Since July, a computer in Pittsburgh has been doing nothing but looking at millions of pictures, 24/7. Each minute, it flips through another thousand images of mundane, everyday things like cars and airplanes, turtles and geese. And little by little, this machine is learning about what it sees.
The Never Ending Image Learner (NEIL) at Carnegie Mellon University is part of a rapidly expanding new model of computing in which relying on human input is so 1990s. Computers of this new era, scientists say, can think and recognize the world for themselves. In about four months of running through images, NEIL has already identified 1,500 types of objects and gleaned 2,500 concepts related to the things it sees. With no input from programmers, NEIL can tell you that trading floors are crowded, the Airbus A330 is an airplane, and babies have eyes.
“The more it goes on, the more it will learn and come close to a child [in intelligence],” Abhinav Gupta, an assistant research professor in Carnegie Mellon’s Robotics Institute, tells Newsweek. Gupta and his two doctoral student partners call the machine “never ending” for a reason; they’re curious to see how long it can keep building on the information it learns, which they compare to the “common sense” knowledge humans acquire all the time.
Gupta’s work is part of a field known to robo-researchers as computer vision.

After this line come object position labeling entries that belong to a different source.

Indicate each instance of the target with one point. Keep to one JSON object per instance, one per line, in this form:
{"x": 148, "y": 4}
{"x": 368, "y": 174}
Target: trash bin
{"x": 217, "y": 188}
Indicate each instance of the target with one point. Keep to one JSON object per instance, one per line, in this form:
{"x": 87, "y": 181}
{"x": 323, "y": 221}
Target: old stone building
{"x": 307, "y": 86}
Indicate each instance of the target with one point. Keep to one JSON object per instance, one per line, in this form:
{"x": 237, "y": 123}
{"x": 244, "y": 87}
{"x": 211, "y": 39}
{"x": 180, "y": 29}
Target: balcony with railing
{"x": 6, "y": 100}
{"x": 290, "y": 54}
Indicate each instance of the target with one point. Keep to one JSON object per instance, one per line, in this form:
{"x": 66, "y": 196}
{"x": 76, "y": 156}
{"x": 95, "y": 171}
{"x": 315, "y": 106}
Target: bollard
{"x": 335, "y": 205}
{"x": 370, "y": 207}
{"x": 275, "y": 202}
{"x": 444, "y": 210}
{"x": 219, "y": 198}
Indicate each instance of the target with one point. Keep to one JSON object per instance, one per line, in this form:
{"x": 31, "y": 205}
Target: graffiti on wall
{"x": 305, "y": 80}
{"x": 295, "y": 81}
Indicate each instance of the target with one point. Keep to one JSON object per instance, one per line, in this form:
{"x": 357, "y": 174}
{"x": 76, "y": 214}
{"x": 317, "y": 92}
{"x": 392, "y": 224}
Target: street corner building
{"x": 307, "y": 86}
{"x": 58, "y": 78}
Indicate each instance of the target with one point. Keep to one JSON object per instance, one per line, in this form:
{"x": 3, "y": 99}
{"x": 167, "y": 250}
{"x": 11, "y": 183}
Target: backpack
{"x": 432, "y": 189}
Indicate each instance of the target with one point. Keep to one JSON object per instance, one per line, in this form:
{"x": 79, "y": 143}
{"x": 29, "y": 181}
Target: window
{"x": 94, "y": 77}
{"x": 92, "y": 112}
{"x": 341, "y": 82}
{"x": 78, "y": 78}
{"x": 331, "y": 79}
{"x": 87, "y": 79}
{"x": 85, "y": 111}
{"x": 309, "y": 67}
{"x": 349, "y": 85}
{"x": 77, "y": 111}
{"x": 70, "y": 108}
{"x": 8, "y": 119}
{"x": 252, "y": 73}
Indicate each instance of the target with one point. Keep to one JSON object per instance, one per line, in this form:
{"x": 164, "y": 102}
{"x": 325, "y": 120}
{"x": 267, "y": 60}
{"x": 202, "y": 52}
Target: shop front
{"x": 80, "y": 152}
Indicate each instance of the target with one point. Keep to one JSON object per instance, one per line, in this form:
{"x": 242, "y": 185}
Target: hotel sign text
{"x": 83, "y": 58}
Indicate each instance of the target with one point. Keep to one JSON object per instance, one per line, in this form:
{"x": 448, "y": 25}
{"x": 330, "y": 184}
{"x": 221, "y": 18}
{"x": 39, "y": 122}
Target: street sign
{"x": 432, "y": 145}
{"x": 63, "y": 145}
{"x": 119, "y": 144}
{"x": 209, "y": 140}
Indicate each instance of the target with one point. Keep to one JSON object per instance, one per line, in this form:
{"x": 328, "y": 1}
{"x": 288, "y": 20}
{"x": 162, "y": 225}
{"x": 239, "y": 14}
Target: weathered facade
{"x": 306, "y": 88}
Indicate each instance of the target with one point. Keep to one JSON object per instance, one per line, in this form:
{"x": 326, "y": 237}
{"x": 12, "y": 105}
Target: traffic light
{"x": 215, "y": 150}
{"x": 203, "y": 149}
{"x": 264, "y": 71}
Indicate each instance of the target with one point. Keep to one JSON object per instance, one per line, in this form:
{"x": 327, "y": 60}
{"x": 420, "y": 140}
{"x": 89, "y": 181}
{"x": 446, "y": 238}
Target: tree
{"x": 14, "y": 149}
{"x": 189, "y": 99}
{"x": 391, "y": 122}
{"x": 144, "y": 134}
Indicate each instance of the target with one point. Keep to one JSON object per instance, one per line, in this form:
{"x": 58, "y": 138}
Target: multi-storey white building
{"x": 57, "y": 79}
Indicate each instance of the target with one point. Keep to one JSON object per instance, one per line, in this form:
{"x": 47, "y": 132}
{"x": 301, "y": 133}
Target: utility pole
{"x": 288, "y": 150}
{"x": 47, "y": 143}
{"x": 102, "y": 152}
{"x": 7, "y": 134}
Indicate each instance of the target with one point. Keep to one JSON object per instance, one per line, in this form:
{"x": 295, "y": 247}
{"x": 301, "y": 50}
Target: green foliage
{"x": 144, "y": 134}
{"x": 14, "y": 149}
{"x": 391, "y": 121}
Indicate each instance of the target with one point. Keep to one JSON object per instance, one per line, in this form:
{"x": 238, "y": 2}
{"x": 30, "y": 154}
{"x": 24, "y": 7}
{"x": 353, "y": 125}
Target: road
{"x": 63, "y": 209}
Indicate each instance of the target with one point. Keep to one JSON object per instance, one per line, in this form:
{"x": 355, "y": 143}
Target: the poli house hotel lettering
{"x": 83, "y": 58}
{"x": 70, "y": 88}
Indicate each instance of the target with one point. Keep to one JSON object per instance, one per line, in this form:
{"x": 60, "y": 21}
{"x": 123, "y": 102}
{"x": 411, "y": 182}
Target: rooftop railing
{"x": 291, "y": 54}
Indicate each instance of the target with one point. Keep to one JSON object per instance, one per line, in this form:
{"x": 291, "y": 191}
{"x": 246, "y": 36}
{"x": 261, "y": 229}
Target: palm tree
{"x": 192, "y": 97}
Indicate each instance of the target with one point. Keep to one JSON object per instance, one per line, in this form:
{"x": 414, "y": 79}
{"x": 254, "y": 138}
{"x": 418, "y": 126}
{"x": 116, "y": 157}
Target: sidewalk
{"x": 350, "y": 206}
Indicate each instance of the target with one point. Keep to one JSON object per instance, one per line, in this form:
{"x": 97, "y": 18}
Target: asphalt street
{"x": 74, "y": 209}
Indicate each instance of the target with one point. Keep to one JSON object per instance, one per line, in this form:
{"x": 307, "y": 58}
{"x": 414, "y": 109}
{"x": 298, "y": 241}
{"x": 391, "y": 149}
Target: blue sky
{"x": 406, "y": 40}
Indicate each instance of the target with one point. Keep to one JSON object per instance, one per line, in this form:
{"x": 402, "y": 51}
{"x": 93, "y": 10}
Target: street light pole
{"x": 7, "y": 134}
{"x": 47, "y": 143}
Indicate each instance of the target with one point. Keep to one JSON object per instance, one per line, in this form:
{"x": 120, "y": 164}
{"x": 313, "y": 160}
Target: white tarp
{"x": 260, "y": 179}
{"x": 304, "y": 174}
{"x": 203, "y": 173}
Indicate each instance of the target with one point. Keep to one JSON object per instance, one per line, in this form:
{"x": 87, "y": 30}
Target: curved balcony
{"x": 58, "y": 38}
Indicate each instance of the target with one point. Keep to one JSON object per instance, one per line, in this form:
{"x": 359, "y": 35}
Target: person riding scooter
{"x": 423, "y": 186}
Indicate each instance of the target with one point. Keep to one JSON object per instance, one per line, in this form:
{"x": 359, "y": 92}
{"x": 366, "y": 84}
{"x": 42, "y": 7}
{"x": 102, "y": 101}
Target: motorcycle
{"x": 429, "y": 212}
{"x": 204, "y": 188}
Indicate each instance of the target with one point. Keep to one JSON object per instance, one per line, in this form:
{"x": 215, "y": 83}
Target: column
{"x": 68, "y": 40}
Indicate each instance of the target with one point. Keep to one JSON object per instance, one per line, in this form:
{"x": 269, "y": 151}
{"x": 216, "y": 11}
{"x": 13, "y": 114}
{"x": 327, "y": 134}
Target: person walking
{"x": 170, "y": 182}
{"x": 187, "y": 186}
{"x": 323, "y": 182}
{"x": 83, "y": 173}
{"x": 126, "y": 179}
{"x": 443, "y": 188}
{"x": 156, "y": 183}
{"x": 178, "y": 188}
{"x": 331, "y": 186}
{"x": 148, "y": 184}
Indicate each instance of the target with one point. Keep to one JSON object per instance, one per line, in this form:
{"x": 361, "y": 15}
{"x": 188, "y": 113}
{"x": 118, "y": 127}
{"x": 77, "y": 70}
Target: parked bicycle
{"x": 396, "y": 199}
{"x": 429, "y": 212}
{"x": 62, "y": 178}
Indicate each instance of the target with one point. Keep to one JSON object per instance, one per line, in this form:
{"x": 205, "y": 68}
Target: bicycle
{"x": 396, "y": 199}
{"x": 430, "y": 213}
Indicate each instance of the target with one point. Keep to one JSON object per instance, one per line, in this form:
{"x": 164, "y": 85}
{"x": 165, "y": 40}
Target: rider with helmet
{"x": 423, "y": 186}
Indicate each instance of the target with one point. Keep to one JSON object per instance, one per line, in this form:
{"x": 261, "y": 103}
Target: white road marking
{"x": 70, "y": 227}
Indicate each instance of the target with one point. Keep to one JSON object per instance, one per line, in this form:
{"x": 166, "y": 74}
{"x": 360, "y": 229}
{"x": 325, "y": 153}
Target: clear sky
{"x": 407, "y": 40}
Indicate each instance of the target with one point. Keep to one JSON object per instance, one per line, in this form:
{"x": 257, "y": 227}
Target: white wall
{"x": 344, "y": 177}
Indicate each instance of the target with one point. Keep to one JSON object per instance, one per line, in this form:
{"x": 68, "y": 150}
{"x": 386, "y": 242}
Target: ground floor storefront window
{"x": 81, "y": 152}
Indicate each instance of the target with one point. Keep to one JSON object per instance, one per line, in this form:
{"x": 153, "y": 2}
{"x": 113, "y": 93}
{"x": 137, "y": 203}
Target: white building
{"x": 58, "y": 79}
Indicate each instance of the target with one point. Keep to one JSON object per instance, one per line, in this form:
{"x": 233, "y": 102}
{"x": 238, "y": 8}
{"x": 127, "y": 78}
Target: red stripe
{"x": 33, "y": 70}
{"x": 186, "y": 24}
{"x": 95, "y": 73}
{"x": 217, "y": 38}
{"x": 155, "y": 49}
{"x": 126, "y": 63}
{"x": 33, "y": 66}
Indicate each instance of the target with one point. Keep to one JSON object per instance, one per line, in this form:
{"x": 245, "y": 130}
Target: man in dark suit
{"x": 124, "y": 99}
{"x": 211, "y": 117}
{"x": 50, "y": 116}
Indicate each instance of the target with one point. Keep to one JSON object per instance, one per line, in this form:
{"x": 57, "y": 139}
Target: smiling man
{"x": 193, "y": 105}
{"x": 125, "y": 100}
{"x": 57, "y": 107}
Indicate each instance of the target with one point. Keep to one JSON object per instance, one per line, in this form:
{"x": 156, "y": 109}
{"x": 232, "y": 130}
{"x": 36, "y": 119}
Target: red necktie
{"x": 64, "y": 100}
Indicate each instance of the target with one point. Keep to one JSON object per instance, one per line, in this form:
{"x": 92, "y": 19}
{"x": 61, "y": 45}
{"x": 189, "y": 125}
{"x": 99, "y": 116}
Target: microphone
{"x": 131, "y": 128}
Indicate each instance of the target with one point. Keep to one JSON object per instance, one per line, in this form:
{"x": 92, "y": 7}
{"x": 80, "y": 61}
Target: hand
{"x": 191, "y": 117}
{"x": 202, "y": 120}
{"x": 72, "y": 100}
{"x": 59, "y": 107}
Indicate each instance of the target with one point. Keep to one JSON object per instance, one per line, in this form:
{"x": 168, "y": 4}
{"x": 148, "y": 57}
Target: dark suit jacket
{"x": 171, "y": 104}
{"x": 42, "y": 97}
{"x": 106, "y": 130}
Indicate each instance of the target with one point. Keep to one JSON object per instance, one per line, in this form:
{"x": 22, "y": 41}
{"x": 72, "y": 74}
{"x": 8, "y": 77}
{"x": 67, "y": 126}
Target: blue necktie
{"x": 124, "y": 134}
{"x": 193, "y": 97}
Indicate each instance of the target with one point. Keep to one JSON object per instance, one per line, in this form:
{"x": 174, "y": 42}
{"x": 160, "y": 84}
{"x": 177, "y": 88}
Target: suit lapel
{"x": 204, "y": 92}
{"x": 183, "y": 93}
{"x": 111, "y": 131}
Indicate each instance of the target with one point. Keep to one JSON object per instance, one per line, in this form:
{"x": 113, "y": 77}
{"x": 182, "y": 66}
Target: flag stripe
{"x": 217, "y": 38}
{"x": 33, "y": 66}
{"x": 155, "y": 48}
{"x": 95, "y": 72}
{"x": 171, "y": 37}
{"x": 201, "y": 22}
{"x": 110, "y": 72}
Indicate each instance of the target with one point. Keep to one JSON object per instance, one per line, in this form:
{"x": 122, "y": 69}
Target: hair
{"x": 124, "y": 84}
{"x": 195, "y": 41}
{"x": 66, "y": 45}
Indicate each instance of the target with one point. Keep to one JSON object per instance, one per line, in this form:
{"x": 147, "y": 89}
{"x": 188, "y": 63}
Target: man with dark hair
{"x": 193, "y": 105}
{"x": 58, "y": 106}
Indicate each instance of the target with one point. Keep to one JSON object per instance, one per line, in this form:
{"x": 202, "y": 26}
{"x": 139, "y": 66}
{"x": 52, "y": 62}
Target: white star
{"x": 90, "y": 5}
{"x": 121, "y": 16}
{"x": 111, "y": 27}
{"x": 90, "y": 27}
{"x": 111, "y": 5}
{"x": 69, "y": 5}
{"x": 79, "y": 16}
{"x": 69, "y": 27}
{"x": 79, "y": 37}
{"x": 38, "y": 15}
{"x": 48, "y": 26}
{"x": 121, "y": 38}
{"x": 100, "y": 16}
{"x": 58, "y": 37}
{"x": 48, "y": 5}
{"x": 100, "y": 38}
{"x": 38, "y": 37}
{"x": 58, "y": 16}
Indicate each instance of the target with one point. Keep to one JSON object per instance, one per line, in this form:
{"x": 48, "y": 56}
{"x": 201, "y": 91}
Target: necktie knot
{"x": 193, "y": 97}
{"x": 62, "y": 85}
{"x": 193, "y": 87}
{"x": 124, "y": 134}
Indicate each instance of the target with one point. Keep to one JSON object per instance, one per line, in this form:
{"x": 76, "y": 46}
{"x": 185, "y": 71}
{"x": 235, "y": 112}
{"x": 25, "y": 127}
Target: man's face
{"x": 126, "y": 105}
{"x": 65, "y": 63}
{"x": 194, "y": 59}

It began in the 1970s, when military scientists became interested in whether computers could recognize airplanes or tanks on the battlefield. The first attempts, says Pietro Perona of the California Institute of Technology, focused on edges. Because a digital image is just numbers, it would be a big deal if a machine could find “the distinguishing patterns of lines,” Perona tells Newsweek.
By 1995, machines were laboring to process a single image, says Lisa Brown, a computer vision researcher at IBM, who earned her Ph.D. at that time. “Is the road at an angle? We were just trying to answer that,” Brown recalls.
As the technology became more advanced, computers could be programmed to understand categories of objects – lamps or coffee mugs, for example – based on shapes and textures. Humans typically recognize 30,000 categories of objects out of a growing number of perhaps more than 1 million, Perona says.
Today, computer vision is becoming a bigger part of our lives. Facebook and Google Glass, for example, have the power to recognize faces. In the future, scientists predict computer vision will help doctors spot tumors, enable military bombs to find their targets, and allow retailers to find out just what kind of handbags you prefer to post on Pinterest.
But there’s one problem: Nobody wants to sit around all day labeling “face,” “tumor,” “Prada” for each new image variation. That would make computer vision too expensive (and exhausting) to be practical. That’s where artificial intelligence comes into the picture. In the past 10 years, the race has been to find better, faster ways to help computers learn visual recognition on their own.
“Initially, we were not sure whether this would happen,” Gupta says. But in the end all it took was a small trick: using Google image search, where the pictures come already labeled and by the millions. After Gupta’s group plugged in the initial algorithms and told NEIL what to learn about, machines did the rest. NEIL and its 200 central processing units have combed through millions of pictures, analyzing scenes, objects, attributes and the relationships between them.
The only time NEIL needs help, they say, is when it runs up against tricky homonyms. Pink is a color and a pop singer; apple is a fruit and a company. NEIL can’t tell the difference until a human being intervenes. But, “this is the first step in common-sense knowledge,” Gupta explains.
A world of humanoid robots that can understand the environment and interact with us may not be far off. Voice recognition is in your smartphone. Machines can mimic the properties of taste. At MIT, a whole department called Brain and Cognitive Sciences is devoted to understanding the neurological programming that lets humans learn, and the faculty is full of computer scientists.
Meanwhile, at IBM, Brown says one of her colleagues is building a robot that can learn by sight and sound and is intended to help elderly people. It could understand, for example, “This is the medicine I need to take in the morning,” she says.
“What we’re trying to figure out,” Brown says, “is how to learn how to learn.”